This project use very simple scenarios to explain Redis Streams patterns.

The overall logic is the following:

  • The producer generates messages and send 2 values "number_1" & "number_2"
  • Then the application use various consumers (services) to process these numbers:
    • One service to do the sum
    • One service to do a the division
  • This means most of the message will be properly processed, but in some cases the operation can fail (division by 0, not a number, ..). When it fails the consumer should keep the message in pending state and this should be cleanup up later on.

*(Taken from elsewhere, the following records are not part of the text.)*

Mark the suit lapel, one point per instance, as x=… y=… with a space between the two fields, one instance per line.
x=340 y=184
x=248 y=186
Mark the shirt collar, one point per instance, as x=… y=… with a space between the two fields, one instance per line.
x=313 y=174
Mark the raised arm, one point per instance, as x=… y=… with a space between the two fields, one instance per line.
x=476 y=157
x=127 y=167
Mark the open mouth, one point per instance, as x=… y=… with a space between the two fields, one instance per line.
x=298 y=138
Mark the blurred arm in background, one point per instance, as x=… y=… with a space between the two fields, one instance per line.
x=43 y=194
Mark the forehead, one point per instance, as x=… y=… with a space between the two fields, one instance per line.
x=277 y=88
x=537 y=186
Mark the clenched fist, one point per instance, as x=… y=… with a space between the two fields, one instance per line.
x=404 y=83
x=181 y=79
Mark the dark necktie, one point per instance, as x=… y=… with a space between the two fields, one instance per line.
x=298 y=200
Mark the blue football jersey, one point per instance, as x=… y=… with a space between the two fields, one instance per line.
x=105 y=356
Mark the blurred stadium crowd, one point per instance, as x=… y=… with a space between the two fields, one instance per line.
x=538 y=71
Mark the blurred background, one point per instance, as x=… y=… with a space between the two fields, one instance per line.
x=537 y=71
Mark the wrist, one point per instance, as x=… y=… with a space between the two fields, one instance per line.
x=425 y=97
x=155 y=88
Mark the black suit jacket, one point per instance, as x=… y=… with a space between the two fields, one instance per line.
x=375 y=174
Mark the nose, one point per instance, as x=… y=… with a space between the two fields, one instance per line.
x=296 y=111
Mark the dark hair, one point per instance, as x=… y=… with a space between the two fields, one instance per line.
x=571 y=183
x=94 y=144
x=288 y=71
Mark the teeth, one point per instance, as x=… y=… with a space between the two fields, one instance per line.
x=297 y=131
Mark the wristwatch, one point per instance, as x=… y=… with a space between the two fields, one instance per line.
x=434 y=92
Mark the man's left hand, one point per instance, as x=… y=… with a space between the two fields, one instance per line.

This document contains the following information:

  1. Application Components: Description of all the services
  2. Build and Run the Application
    • Build the Java Services
    • Build and Run the Docker project
    • Testing the application
    • Scaling the consumers
    • Testing the "Business Errors/Message Processing Failures"

Application Components

This application has 5 services:

  • producer-numbers : Java service that is used to post messages using REST to the "app:calculator-events" streams.
  • consumer-addition : Java service that reads messages from the streams and do an addition with the 2 parameters stored in the message; and manage errors.
  • consumer-division : Java service that reads messages from the streams and do a division with the 2 parameters stored in the message; and manage errors.
  • streams-info : A small Node.JS to expose some of the Streams Information to the UI. (You can call http://localhost:3000/streams/all/app:calculator-events/ )
  • streams-web-client : A Vue.js application to post messages and see that is happening in the various consumers.

Producer "Numbers"

The producer-numbers directory contains a SpringBoot application that is used to post two numbers on a stream. ("app:calculator-events" by default).

This service is exposed using a simple REST Endpoint:

The method RedisProducerService.postNewMessage is called by the REST API and use Spring Data Redis to post a new message to the streams.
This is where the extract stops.